An observation that had crossed my mind, best spoken by Jason as we continued down the hill. We silently soaked in what he'd said. That is until his next joke and my side-splitting laughter. But those words stuck to my soul, they reverberated over and over again, making me think: is skipping thanks the new cool thing to do?
It seems to be true. The stores dropped Halloween candy and are now covered in garland, tinsel, and fake trees. Where there was costumes spooky and sweet, there are now ornaments sparkly and unique. From October to December, who is this November? From give me treats to where are the presents, we don't stop to breathe in the spirit of giving thanks. And my heart breaks.

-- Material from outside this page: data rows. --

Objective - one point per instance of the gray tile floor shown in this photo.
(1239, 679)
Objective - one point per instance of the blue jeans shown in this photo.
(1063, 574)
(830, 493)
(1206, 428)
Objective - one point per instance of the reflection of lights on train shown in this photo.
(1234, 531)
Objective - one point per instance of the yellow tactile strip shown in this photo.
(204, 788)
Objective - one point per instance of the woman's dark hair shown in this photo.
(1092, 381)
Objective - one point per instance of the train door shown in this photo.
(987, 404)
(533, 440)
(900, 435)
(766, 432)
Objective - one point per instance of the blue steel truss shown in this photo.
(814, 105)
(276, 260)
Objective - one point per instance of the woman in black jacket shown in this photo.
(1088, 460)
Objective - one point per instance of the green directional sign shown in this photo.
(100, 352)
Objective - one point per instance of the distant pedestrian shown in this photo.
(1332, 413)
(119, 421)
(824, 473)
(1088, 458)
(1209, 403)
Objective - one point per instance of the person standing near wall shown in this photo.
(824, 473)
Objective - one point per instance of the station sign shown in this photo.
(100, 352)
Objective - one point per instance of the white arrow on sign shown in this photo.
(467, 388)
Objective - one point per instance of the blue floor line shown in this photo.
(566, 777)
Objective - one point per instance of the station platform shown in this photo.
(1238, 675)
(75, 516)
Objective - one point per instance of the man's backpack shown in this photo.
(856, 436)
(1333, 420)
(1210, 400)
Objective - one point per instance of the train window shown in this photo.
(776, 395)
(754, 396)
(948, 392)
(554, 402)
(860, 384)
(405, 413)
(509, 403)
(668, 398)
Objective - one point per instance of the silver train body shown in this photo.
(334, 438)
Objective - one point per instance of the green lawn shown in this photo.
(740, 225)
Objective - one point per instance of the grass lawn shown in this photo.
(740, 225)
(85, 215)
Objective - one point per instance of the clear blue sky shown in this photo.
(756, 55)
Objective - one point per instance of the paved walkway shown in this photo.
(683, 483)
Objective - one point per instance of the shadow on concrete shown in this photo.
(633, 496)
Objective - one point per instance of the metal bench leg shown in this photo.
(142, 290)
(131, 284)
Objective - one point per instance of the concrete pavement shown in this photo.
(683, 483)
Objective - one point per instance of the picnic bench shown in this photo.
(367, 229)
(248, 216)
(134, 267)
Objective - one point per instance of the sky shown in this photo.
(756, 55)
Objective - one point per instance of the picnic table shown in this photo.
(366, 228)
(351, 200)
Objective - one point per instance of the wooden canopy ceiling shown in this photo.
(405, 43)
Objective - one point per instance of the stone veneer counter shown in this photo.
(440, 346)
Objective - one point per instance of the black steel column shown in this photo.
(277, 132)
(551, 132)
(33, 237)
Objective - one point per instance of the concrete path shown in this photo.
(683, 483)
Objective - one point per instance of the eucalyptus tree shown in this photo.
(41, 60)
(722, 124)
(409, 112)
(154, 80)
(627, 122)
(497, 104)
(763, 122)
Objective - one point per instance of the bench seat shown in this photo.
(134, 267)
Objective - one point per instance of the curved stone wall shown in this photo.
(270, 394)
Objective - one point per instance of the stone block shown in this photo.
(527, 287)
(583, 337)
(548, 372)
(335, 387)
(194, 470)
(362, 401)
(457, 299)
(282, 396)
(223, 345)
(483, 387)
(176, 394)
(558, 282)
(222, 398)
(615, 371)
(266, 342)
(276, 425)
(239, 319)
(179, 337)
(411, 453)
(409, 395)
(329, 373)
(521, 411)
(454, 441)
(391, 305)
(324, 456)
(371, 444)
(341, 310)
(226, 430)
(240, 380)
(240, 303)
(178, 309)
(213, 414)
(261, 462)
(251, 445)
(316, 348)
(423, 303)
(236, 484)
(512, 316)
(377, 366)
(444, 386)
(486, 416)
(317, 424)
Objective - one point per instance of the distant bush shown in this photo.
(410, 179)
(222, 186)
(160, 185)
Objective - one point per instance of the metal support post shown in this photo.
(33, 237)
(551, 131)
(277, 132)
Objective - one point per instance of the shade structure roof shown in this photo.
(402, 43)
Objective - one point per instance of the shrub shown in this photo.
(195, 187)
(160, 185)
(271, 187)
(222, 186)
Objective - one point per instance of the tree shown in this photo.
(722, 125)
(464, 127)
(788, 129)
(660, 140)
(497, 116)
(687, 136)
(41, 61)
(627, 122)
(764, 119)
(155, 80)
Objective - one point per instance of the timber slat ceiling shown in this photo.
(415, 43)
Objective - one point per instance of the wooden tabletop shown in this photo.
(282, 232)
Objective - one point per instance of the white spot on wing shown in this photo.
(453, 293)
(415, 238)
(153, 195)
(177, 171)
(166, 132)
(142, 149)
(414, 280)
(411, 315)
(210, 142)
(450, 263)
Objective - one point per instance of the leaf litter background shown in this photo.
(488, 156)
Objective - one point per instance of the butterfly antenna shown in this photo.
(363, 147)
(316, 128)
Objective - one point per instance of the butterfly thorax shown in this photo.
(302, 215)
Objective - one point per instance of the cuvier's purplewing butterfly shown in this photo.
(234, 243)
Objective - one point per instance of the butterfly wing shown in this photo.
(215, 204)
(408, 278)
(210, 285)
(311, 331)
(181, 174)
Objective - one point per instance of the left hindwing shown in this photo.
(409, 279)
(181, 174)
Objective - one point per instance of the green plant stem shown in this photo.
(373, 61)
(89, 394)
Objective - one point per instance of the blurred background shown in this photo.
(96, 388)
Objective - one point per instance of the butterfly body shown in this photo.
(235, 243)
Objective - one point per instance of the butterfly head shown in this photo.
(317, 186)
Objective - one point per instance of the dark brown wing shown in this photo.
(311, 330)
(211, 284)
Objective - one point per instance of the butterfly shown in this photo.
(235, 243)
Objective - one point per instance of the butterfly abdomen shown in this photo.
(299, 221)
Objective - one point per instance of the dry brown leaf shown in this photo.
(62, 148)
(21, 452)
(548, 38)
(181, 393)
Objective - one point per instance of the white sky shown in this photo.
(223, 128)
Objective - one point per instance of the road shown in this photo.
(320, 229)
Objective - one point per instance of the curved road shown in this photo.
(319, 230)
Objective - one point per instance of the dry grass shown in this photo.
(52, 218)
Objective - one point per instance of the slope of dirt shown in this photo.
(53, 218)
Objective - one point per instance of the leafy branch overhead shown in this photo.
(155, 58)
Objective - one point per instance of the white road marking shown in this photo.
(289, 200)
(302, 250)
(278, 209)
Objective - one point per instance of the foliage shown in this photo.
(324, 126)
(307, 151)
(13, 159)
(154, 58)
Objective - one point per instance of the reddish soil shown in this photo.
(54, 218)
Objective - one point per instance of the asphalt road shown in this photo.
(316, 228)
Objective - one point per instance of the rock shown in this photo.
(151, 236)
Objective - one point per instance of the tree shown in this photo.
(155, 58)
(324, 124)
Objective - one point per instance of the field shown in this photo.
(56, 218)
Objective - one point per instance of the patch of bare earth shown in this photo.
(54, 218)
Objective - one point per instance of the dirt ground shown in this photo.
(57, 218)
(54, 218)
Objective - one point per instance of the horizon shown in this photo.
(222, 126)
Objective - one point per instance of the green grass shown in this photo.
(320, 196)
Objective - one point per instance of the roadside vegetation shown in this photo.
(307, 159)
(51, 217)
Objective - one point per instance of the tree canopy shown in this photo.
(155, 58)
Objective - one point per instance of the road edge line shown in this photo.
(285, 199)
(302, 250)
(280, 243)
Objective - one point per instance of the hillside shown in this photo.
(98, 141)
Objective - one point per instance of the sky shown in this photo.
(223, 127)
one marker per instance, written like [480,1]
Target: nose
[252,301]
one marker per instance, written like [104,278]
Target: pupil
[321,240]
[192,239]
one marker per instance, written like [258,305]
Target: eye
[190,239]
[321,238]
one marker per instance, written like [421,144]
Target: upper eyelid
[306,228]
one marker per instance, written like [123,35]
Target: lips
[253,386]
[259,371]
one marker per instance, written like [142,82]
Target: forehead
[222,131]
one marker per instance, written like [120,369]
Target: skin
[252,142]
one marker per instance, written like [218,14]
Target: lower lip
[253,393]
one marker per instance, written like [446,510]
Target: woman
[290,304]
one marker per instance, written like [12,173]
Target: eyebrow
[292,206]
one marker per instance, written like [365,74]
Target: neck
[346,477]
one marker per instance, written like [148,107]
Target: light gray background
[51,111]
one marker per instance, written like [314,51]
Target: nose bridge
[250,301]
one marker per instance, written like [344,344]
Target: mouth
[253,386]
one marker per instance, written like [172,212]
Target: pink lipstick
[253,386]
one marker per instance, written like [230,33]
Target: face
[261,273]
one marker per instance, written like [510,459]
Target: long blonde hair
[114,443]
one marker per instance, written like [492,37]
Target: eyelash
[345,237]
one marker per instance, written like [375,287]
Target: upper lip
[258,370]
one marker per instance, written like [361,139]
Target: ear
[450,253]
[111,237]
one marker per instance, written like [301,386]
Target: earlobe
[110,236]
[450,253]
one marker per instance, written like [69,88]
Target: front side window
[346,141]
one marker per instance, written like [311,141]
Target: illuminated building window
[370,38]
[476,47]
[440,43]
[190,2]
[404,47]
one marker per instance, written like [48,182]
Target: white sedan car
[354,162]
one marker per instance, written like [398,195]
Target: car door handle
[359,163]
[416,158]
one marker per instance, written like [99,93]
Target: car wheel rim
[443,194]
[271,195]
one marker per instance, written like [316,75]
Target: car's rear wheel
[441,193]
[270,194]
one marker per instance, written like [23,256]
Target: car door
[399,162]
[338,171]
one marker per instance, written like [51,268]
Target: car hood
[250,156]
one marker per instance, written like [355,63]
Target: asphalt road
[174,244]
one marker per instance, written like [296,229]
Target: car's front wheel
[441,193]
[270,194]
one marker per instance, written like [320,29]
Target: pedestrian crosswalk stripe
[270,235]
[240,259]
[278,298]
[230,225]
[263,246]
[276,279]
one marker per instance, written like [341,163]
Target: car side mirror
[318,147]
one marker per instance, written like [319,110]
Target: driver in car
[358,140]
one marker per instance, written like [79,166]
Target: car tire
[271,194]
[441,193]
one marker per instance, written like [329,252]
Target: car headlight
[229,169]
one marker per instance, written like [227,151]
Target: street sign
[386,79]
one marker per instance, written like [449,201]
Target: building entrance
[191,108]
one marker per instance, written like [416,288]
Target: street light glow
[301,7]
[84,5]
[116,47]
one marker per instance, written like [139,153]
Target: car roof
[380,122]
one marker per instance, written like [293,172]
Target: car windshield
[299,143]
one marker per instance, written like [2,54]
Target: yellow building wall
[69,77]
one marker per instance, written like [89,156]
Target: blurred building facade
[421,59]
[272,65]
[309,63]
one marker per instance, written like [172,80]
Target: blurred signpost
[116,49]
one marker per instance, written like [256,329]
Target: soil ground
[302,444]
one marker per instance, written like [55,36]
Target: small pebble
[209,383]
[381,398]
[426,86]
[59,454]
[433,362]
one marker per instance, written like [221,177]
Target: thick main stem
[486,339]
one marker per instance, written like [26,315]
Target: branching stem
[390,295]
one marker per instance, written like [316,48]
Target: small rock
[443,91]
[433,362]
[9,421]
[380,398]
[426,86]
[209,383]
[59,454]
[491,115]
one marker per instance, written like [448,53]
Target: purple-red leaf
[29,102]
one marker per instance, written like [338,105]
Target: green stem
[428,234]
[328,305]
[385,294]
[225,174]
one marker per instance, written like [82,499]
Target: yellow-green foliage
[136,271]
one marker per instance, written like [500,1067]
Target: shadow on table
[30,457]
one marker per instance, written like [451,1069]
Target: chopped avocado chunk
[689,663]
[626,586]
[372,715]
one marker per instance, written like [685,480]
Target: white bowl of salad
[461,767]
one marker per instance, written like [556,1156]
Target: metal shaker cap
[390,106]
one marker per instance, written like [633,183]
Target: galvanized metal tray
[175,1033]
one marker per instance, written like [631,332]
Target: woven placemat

I am biased. I love Thanksgiving deeply. The food, the family, the movies, the puzzles, the drinks, the pie, the leftovers. I immerse myself in that single day spent feasting on all good things. But with the feasting of my body, there's a deep feast within my soul. A soul that consumes so tirelessly day in and day out seems to stop, to rest, and to sit thankfully. It seems to soften around the edges, less concerned with what's next, more delighted in what's now. And that, that is thanks.
So let us stop. Let us forget the lists, the holiday to-dos, the cards and the carols. Let us slow down the rush to have all that Christmas shopping done, to find those best Black Friday deals, to chase down the perfect picture for this year's Christmas card. Let us stop the skipping and instead, let us say thanks.
Let us mark the next week (and one day) saying thank you. To our Starbucks barista, to our boss, to our spouse, to our mailman, to our Target cashier, to our siblings, to our neighbors, to our trash man, to our parents. For things big and small, important and not, paid for and free. For kind words and kinder actions. Let us say thanks.
Let us remember all we have: our health, our friends, our homes, our pets, our food, our nation, our cars, our yards. And instead of seeing the bills and the runs and the responsibilities that come with each of these, let us say thanks.
Let our souls step out of the hamster wheel and into the quietness of the void that is these two November weeks. And in that void between Halloween and Christmas, that void we hear as a time to be busy. Let us be still, be content, be filled because we are: complete, full, blessed beyond belief. Let us say thanks.